Robin Myers said at the beginning of this thread:
If you are getting some variability in the third decimal place
between instruments then it might be alright, depending on the
amount. If you are only getting repeatability to the second
decimal place, then something is terribly wrong with the
instruments, the display, or both.
As the above shows, there's not even repeatability to the second
decimal place, so something *is* terribly wrong - that's why I
started this thread ;-) (But note that there *is* repeatability
+-0.001 for each device in itself!)
You are confusing "repeatability" with "inter-instrument agreement".

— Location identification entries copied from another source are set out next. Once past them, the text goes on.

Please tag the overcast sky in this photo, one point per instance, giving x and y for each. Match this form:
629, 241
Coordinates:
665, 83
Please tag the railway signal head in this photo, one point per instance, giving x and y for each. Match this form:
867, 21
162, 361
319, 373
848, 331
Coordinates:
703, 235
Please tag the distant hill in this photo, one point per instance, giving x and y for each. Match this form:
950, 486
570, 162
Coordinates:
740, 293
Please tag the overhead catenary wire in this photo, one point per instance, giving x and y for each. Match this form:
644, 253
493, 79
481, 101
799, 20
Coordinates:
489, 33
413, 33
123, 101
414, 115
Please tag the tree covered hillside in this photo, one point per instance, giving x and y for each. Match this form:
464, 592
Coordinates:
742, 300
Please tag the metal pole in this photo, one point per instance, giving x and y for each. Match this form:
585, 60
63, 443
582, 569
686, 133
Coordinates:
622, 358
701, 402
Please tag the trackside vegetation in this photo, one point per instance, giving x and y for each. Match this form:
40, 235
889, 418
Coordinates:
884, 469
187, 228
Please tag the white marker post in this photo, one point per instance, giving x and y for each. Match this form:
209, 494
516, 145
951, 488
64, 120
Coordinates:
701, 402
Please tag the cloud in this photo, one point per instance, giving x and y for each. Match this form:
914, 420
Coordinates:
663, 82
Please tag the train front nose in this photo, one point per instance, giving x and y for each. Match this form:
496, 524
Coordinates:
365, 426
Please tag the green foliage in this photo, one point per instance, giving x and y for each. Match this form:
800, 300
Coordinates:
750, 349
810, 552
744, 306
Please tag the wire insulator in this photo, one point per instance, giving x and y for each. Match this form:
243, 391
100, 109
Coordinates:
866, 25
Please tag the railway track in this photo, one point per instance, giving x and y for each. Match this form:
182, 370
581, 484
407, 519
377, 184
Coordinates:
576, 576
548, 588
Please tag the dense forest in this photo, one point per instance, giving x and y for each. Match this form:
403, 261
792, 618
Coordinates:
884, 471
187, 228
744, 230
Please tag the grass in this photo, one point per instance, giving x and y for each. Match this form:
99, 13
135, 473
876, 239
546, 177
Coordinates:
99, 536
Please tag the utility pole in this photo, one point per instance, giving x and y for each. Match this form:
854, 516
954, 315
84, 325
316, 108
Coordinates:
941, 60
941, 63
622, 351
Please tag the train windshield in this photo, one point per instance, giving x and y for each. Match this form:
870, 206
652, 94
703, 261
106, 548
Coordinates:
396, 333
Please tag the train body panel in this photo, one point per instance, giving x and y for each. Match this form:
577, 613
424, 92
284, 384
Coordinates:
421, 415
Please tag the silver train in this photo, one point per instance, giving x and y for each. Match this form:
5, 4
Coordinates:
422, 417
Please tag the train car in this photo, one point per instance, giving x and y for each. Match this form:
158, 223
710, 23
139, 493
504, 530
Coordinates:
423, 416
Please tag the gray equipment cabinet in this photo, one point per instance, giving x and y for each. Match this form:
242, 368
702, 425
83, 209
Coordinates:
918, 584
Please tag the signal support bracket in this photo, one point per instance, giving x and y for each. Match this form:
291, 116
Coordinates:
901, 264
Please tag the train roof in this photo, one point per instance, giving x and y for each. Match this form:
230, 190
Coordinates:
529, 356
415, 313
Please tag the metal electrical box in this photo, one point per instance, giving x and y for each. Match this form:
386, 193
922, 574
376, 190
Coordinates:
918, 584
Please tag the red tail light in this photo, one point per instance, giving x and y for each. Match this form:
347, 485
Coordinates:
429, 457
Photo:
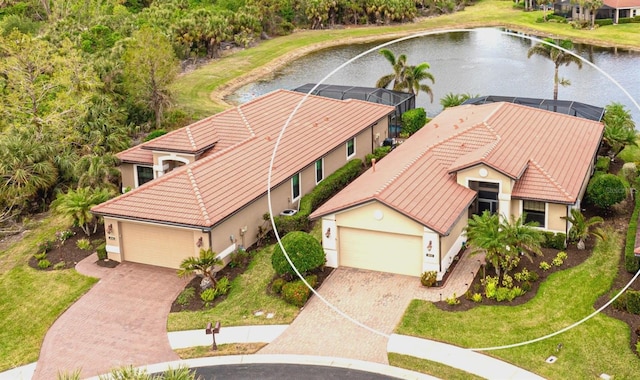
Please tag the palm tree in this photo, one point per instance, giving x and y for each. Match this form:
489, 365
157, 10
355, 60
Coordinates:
524, 237
580, 226
398, 77
77, 204
484, 235
204, 265
553, 51
405, 77
417, 74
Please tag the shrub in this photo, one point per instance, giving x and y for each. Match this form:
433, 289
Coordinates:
207, 296
323, 191
102, 251
378, 153
222, 286
633, 301
304, 250
604, 21
428, 278
64, 235
185, 297
40, 256
453, 300
83, 244
413, 120
44, 264
606, 190
277, 284
295, 293
631, 263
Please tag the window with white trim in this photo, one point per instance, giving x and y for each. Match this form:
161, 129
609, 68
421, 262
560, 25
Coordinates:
319, 170
534, 212
351, 148
295, 187
144, 174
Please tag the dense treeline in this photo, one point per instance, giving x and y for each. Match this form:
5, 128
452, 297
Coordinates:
81, 80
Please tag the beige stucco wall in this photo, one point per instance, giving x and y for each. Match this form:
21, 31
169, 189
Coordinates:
554, 221
378, 217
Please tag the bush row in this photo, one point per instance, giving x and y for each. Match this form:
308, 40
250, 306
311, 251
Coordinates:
630, 260
323, 191
554, 240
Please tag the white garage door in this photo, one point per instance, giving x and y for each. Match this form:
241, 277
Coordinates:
380, 251
162, 246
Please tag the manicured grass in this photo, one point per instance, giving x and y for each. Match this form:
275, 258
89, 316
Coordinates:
223, 349
247, 295
31, 300
435, 369
199, 91
600, 345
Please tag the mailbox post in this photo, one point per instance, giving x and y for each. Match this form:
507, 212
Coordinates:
213, 331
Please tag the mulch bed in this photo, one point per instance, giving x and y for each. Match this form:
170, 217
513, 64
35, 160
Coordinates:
67, 252
619, 218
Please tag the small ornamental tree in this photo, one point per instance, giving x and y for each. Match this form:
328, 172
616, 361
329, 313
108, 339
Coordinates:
304, 250
413, 120
606, 190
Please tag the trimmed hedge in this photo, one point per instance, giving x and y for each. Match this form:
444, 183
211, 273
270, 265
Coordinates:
304, 250
321, 193
630, 260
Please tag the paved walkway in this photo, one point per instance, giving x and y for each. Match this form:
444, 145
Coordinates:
375, 299
121, 320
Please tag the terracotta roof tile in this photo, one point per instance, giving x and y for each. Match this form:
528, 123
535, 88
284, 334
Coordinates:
209, 190
548, 153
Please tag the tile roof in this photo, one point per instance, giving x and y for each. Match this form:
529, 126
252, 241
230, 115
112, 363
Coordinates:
548, 154
621, 4
207, 191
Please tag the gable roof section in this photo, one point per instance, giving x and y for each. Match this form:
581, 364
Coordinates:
209, 190
622, 4
548, 153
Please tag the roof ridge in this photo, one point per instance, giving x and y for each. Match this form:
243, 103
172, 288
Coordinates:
196, 191
244, 119
419, 156
190, 136
551, 179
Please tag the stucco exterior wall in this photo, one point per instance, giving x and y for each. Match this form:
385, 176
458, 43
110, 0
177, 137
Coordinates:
555, 212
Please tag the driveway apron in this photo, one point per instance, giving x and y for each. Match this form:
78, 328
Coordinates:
376, 299
120, 321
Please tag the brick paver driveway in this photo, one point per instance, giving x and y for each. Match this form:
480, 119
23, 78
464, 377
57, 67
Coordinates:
377, 300
120, 321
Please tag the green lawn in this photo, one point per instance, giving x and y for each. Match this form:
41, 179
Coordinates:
600, 345
31, 300
247, 295
199, 91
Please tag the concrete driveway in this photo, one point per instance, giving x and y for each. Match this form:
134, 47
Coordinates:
120, 321
377, 300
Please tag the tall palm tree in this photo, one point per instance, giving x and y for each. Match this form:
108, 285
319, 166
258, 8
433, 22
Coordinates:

"Repeatability" is the same instrument giving you the same
measurement. "Inter-instrument agreement" is having different
instruments give you the same measurement result. The above results
table is showing the variability of the readings between instruments,
or the "inter-instrument agreement", or lack thereof.
Looking at the error in your measurements we have:
x y dx dy
D65 Target 0.313 0.329
i1 Display 0.315 0.341 +0.002 +0.012
i1 Pro 0.314 0.333 +0.001 +0.004
Huey 0.307 0.328 -0.006 -0.001
Spyder2Pro 0.313 0.325 0.000 -0.004
The dx and dy values are the differences in the x and y coordinates
from the reference D65 values.
As you can see, the i1 Pro and the Spyder2Pro show almost the same
error and they were the best of the test. The questions raised by
these measurements is how they were sampled? Were they single
measurements? Were they multiple measurements and averaged? If
averaged, how many measurements? What was the ambient temperature?
The warm-up time? Were the measurements made in exactly the same
place on the screen? Was the instrument in the exact same orientation
(LCD screens emit polarized light which effects the measurements
differently for each type of measuring device as shown in the
following report:
http://www.rmimaging.com/information/lcd_spectro.html
As you are discovering, measuring emissive displays in ways that
remove the variables and allow true comparisons between instruments
is a very difficult task.
I also performed tests with a "native whitepoint" setting (apart
from the huey, which does not have such a setting), which at that
time Spyder's Info window reported to be 0.311 / 0.338
Eye-One Display: 0.309 0.337
Eye-One Pro: 0.310 0.337
Spyder2Pro: 0.310 0.337
So here the results are basically consistent. I still don't know
enough about all this, but I *assume* that a "native whitepoint"
setting basically just means *omitting* a calibration step, and if
the issue happens during this step, it's clear why this setting
will work. :-)
Since the instruments are agreeing with each other with respect to
the native white point measurement, other places to look for the
error in your D65 settings are in the various software packages, the
video card's ability to achieve a particular white point and the
monitor's ability to produce the requested white point.